# Need something to draw...



## Splych (Mar 3, 2009)

So I have been wanting to draw something for a while. Nothing abstract, or complicated. Just simple things or maybe even characters from an anime. No real people though xD

Any requests? Would make my life easier if you did add an image, but not too complicated please. I am somewhat new to drawing and just started this year. So need some practice...

*EDIT: Nothing stupid, or inappropriate. Seriously~!*


----------



## Advi (Mar 3, 2009)

"Draw something furry" someone once told me.

You can probably tell what this means on the Internet.

rofl.


----------



## Splych (Mar 3, 2009)

Furry... You want me to draw you a Chewbacca?


----------



## Edragon (Mar 5, 2009)

Nah he wants Kuriboh


----------



## ball2012003 (Mar 5, 2009)

this maybe


----------



## Vincent T (Mar 5, 2009)

^ Cool.


----------



## Splych (Mar 5, 2009)

Awesome~! Finally two requests 
	

	
	
		
		

		
		
	


	




@Edragon ~ Kuriboh is soon to be made. I will work on that today.

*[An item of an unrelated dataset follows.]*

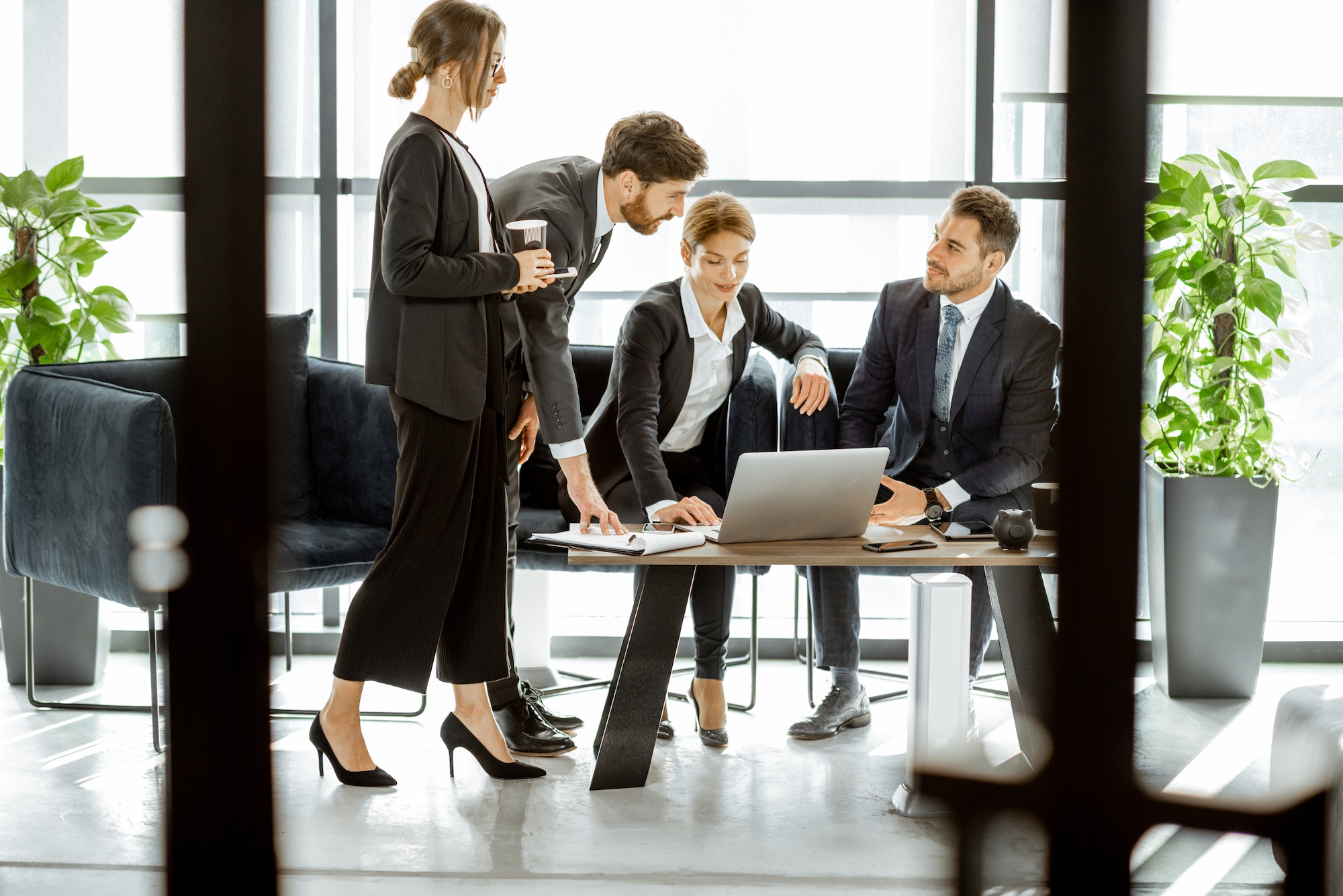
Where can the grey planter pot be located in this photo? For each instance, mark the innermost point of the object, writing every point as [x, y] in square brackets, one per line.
[1209, 562]
[72, 631]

@ball ~ Chyea~! Kingdom Hearts. It doesn't look too complicated, but it will be fun to draw. I think I might just draw Sora and Kiru. Then draw the people in the background later, or add them. I think I am going to print it out, so I can bring it with me everywhere. I will post it here once I have finished drawing it ^^


----------